27-11-2024 02:21 AM Jerusalem Timing

Netanyahu: Israel to Act with Great Force, Determination to Attacks

Netanyahu: Israel to Act with Great Force, Determination to Attacks

"Any civilized society will not tolerate such wanton attacks on its civilians"

Israeli Prime Minister Benjamin Netanyahu said Friday that Israel stands ready to act with “great force” and “great determination” to put an end to attacks by Palestinian resistance fighters, a day after the Israeli occupation launched strikes on Gaza.

Netanyahu told reporters before a meeting with US Defense Secretary Robert Gates that Israel had been "subjected to bouts of terror and rocket attacks," referring to occupied Jerusalem operation against Israel that killed one and wounded more than 30 people. This operation followed an aggressive Israeli attack on unarmed Gaza people that martyred 8, four of them were children.
  
Israeli fighter jets have struck four targets in the Gaza Strip on Thursday evening, injuring several Palestinians, security sources and witnesses said.

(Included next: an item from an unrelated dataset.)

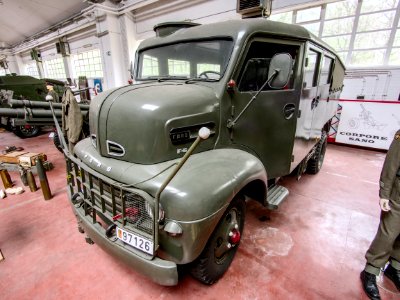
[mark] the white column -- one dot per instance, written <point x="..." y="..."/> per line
<point x="109" y="34"/>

It follows three airstrikes carried out on Gaza early Thursday morning, targeting the city as well as a tunnel near the Egyptian border at Rafah.
The prime minister said he had received a "very warm" phone call from US President Barack Obama on Thursday expressing his condolences over the latest attacks. "Any civilized society will not tolerate such wanton attacks on its civilians," he said.
  
Gates, a former CIA director with years of experience in Washington, said US-Israel security ties were as strong as they had ever been at a time when the region is in "turmoil."
  
In Tel Aviv on Thursday, Gates said Washington firmly backed “Israel's right” to respond to the both the rocket fire and the Jerusalem bombing, which he described as "repugnant acts."
  
But he suggested Israel should tread carefully or risk derailing the course of popular unrest sweeping Arab and Muslim countries in the Middle East.

After his talks with Netanyahu, Gates is due to head to the West Bank to meet Palestinian Prime Minister Salam Fayyad.

Earlier on Thursday Netanyahu said that if Hamas chooses to escalate cross-border tensions, Israel's reaction to the attacks will be measured.

Netanyahu spoke during his visit in Moscow, and sources close to the prime minister said that he was not eager to launch a comprehensive operation in the Gaza Strip.

Netanyahu said that the Palestinian Authority and its president Mahmoud Abbas must choose between continuing negotiations with Hamas or continuing talks with ‘Israel’.

In his meetings with Russian Prime Minister Vladimir Putin and President Dmitry Medvedev, Netanyahu asked them to stop supplying anti-ship missiles to Syria. He noted that following the revolutions in the Middle East, Russia must think over well such deals.